Why do you square the physics angular velocity… I’m thinking velocity is in degrees per second, and by squaring you’ll get it in deg/(sec*sec), so it’s the same units as the angular acceleration… but what does the difference between those two values actually represent (the >0) check?

And crossproducttotargetnormalize… That’s the crossproduct between the current normalized ForwardVector and the normalized DirectionVector (i.e. targetpos-objectpos) ?

Thank you in advance!

Okay, so an attempt to recreate the above, filling in the missing details:

  1. For the acceleration, “AverageAngularAcceleration” seems to imply that it’s over a longer period (last few frames?). Going for the most simple approach by fetching the previous frame angDelDeg, current AngVelDeg and divide by the elapsed time. One more Fix: Add another vec3 variable to store the result of GetPhysicsAngularVelocity and before that set AngVelDegPrev to AngVelDeg (to remember the previous), that avoids the difference being a zero-vector.

  2. For the DegDelta, my first guess that it is a constant can’t be correct - because then the switch would never toggle. So it’s a difference between some angles. Maybe the difference between the current “angle-to-target” and the previous one, but that doesn’t seem to match because when we approach the target angle and overshoot, the sign doesn’t change and it probably should… looking closely at the movie confirms that.
    So… taking the dotproduct of the right-vector, and the targetvector will tell us if we are looking “to the left” of our target or "to the right… And since the actual value of DegDelta isn’t used that at least resembles the functionality. Probably will break if our vehicle turns ‘upside down’ (something to worry about later)

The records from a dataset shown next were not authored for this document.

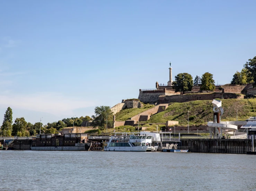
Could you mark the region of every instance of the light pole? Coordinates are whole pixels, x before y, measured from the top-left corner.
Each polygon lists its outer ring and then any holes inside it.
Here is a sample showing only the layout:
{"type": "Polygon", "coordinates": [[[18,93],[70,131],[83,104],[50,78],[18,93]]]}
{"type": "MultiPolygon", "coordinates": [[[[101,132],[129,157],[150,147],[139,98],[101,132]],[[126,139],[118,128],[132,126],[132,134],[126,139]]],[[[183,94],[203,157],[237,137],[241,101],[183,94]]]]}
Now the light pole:
{"type": "Polygon", "coordinates": [[[189,112],[189,111],[187,111],[187,133],[189,133],[189,127],[188,125],[188,112],[189,112]]]}
{"type": "Polygon", "coordinates": [[[73,133],[74,133],[74,121],[75,120],[74,117],[76,116],[76,115],[73,115],[73,133]]]}
{"type": "Polygon", "coordinates": [[[41,134],[41,118],[43,118],[43,117],[40,118],[40,133],[41,134]]]}
{"type": "Polygon", "coordinates": [[[138,118],[138,133],[139,133],[139,122],[140,121],[140,113],[139,113],[139,114],[138,114],[138,115],[139,116],[139,118],[138,118]]]}
{"type": "Polygon", "coordinates": [[[175,128],[176,127],[174,127],[174,139],[175,138],[175,128]]]}

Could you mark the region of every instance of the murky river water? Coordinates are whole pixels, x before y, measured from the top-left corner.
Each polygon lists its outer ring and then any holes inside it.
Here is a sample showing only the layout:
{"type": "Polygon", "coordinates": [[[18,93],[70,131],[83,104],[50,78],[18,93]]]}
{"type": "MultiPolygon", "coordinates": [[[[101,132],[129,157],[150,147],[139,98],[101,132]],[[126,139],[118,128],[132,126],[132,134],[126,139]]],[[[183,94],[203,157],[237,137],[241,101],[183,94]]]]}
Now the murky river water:
{"type": "Polygon", "coordinates": [[[255,190],[256,155],[0,151],[0,190],[255,190]]]}

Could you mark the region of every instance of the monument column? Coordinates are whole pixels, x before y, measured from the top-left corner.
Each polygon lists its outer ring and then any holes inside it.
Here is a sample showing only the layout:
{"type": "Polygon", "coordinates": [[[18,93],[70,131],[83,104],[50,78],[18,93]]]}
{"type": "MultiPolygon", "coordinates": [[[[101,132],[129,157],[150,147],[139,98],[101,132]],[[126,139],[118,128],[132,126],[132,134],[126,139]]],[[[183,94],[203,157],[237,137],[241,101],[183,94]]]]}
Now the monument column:
{"type": "Polygon", "coordinates": [[[168,86],[172,86],[173,83],[173,74],[171,73],[171,69],[173,69],[171,67],[171,63],[170,62],[170,68],[169,68],[169,70],[170,73],[169,73],[169,81],[167,83],[167,85],[168,86]]]}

  3. For DegreesToTarget, taking this Get Angle to Actor | Unreal engine Code Snippet with some minor modifications (input worldpos, instead of actor)

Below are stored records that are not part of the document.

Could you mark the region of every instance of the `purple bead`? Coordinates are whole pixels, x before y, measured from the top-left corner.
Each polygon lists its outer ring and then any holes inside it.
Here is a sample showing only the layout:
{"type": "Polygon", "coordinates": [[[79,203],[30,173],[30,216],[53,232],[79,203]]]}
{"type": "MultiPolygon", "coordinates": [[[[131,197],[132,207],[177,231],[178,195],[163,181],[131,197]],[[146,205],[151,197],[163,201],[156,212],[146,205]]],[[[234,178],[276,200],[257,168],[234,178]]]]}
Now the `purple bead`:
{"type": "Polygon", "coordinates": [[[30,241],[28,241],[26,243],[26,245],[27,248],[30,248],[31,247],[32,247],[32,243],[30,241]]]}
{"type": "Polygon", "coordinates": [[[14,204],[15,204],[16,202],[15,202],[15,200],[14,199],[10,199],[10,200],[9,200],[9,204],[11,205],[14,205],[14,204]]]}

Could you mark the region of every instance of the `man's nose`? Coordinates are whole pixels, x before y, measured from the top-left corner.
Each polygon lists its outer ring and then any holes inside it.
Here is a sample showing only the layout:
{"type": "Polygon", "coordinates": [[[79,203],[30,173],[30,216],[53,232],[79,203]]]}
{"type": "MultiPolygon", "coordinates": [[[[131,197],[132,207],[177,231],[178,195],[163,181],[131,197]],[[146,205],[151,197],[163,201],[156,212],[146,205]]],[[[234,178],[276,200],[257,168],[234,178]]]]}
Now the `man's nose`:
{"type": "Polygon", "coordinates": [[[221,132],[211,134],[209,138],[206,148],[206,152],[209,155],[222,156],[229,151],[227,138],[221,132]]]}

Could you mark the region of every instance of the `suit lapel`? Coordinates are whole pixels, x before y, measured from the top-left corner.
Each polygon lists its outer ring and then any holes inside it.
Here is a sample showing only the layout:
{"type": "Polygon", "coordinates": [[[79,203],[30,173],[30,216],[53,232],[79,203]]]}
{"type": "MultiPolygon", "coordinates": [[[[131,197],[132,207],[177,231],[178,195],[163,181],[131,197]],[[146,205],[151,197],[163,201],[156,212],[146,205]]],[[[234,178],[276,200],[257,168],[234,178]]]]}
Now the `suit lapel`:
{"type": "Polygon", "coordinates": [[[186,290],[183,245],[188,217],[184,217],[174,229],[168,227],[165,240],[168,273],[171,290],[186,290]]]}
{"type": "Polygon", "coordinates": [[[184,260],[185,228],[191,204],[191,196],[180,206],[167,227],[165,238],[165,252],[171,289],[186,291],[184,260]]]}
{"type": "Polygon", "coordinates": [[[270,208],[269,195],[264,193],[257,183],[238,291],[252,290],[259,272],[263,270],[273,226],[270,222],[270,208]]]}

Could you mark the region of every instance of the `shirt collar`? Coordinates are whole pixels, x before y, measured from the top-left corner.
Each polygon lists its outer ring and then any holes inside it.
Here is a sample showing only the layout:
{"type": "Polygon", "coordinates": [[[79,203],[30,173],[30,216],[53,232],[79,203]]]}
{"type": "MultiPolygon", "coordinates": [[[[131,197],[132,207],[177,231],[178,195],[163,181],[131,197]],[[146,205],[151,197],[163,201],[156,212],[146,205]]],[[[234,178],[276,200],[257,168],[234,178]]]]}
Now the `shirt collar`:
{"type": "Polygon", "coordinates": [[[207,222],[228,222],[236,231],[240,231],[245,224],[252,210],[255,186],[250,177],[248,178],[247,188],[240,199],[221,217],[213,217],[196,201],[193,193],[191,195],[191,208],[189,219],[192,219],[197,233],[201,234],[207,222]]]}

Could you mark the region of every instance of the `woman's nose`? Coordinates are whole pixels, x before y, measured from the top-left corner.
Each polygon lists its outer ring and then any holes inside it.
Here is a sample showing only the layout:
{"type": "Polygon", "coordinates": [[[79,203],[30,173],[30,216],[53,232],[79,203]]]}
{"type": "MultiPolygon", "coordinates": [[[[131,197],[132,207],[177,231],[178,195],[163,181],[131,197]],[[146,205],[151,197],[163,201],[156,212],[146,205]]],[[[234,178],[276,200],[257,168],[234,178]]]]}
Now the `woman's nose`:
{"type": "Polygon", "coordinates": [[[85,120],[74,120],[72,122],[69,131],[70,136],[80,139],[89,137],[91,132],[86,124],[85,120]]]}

So that’s still wrong because it overshoots and then spins faster and faster. So the switches are not triggering to countersteer in the correct moment… so hmm…

… and with all changes applied we get something like this:

It’s starting to somewhat work:

  • If the target is left it works (slows down, aimed at target)
  • If the target is right it doesn’t - but we can “fix” it by using the other select based on the angle… So something in our AngleToTargetSigned is broken.
  • If the target is “high up behind us” (in such a way that our object flips upside down while trying to aim at the target), probably the “Get Right Vector” flips and we get overshoot & out of control spinning (kind of expected).

Getting closer at least.

So another observation. In the cube video

  • the cube on the left center rotates from the left to the right. DegDelta is positive, and when it overshoots (on the right side) it briefly turns negative.
  • the cube in the very center rotates from the right to the left. DegDelta is also positive(!) and when it overshoots (on the right side) it briefly turns into negative.

So… it’s not just a “are we on the right or left side”… It’s something with “are we moving towards or away (overshooting)”… or rather is the new angle towards the target (irrelevant on which side we are) smaller than the previous one…

So then we end up with this:

With low torquepower overshoots a bit, but doesn’t compensate back. I suspect in that case the input for the last select is identical, while it shouldn’t be… So probably the acceleration toggle isn’t good enough (should have taken the other value).

Looking at the original video, this implementation is certainly not as good, but without at least some additional thoughts on how that works, this is how far I’ll go.